Delegado na ilha da Guadalupe da Associação de Autarcas de Origem Portuguesa Cívica, José Fernandes Rodrigues e "o companheiro de luta" Armindo Paulo Carvalho têm organizado a transferência de portugueses das ilhas de Saint-Barthélémy para Portugal, acolhendo-as em Guadalupe, encaminhando-os para a Cruz Vermelha e dando-lhes abrigo.
No total, José Fernandes Rodrigues já ajudou cerca de cem pessoas no processo para regressaram a Portugal, nomeadamente 70 que partiram na quarta-feira num avião da Força Aérea Portuguesa e que deverão chegar hoje a Lisboa.

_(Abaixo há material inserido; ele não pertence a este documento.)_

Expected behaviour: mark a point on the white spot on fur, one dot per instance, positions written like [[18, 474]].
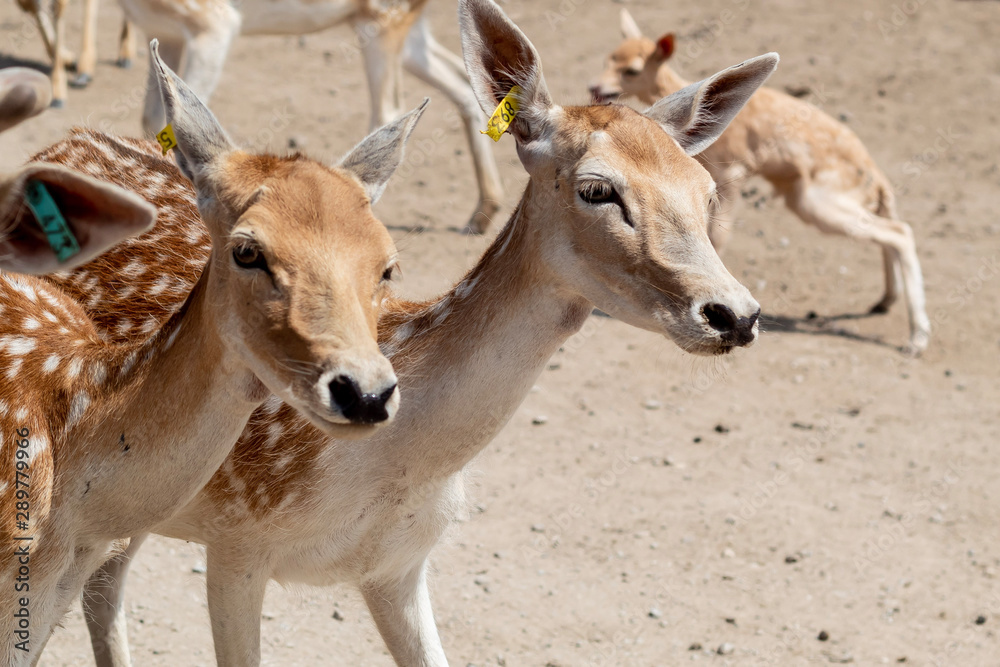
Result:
[[17, 346], [75, 366], [51, 363], [77, 408]]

"Falei com quase toda a gente. Há muitos que não querem voltar [para as Antilhas]. Eles estão traumatizados. Vi imagens que me fizeram chorar. Tenho arrepios no corpo. É duro", testemunhou à lusa o português que vive há 24 anos em Guadalupe e que também viveu quatro anos em Martinica.

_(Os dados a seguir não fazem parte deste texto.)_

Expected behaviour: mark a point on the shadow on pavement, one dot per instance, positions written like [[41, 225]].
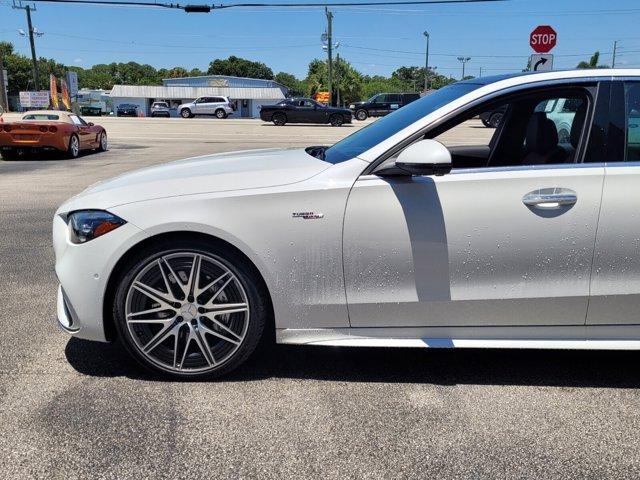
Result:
[[433, 366]]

Hoje, José Fernandes tem apenas uma família de Leiria em sua casa - o gato pipoca, Paulo e a mulher Rosa, que está grávida de oito meses e meio - mas chegou a acolher uma média de 11 pessoas diariamente.

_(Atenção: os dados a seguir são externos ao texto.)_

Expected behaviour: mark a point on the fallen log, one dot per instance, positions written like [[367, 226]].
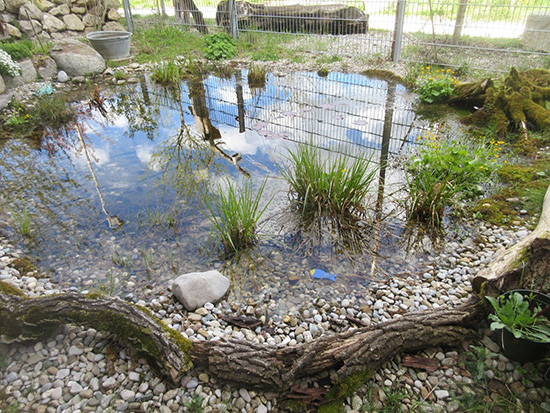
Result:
[[324, 19], [356, 351], [525, 264], [349, 354]]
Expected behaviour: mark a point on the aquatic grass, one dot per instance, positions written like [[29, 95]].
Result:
[[234, 212], [443, 170], [333, 184], [23, 221], [171, 72]]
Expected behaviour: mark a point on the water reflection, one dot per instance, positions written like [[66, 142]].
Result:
[[160, 148]]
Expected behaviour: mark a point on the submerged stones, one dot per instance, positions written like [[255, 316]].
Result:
[[195, 289]]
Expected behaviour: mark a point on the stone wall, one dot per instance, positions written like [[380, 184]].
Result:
[[58, 19]]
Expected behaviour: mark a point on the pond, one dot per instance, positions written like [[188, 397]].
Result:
[[120, 207]]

"Houve um grupo que me contou que teve que se esconder num tanque de água, numa cisterna, com água até à cintura. O furacão arrancou tudo e entrou dentro de casa. É duro, é duro para eles. Estão traumatizados", contou, emocionado.
Desde a passagem do furacão, o português de 57 anos não tem parado, levanta-se de madrugada, recebe "mais de 200 chamadas por dia", inicialmente pensou ir para Saint-Barthélémy ajudar na reconstrução, mas acabou por decidir ficar em Guadalupe, onde seria “mais útil".
Só na quarta-feira é que José Fernandes comeu "a primeira refeição digna desse nome", sublinhando que a força que o tem motivado vem-lhe “de Nossa Senhora de Fátima”.
"Eu agora estou aqui sozinho, ninguém me vê, mas quando estou com eles [sobreviventes do furacão] tenho que estar forte. Quando estou ao pé deles tenho de fazer cara alegre, fazê-los rir, abraçá-los, dar-lhes apoio e carinho", contou o português oriundo de Mortágua.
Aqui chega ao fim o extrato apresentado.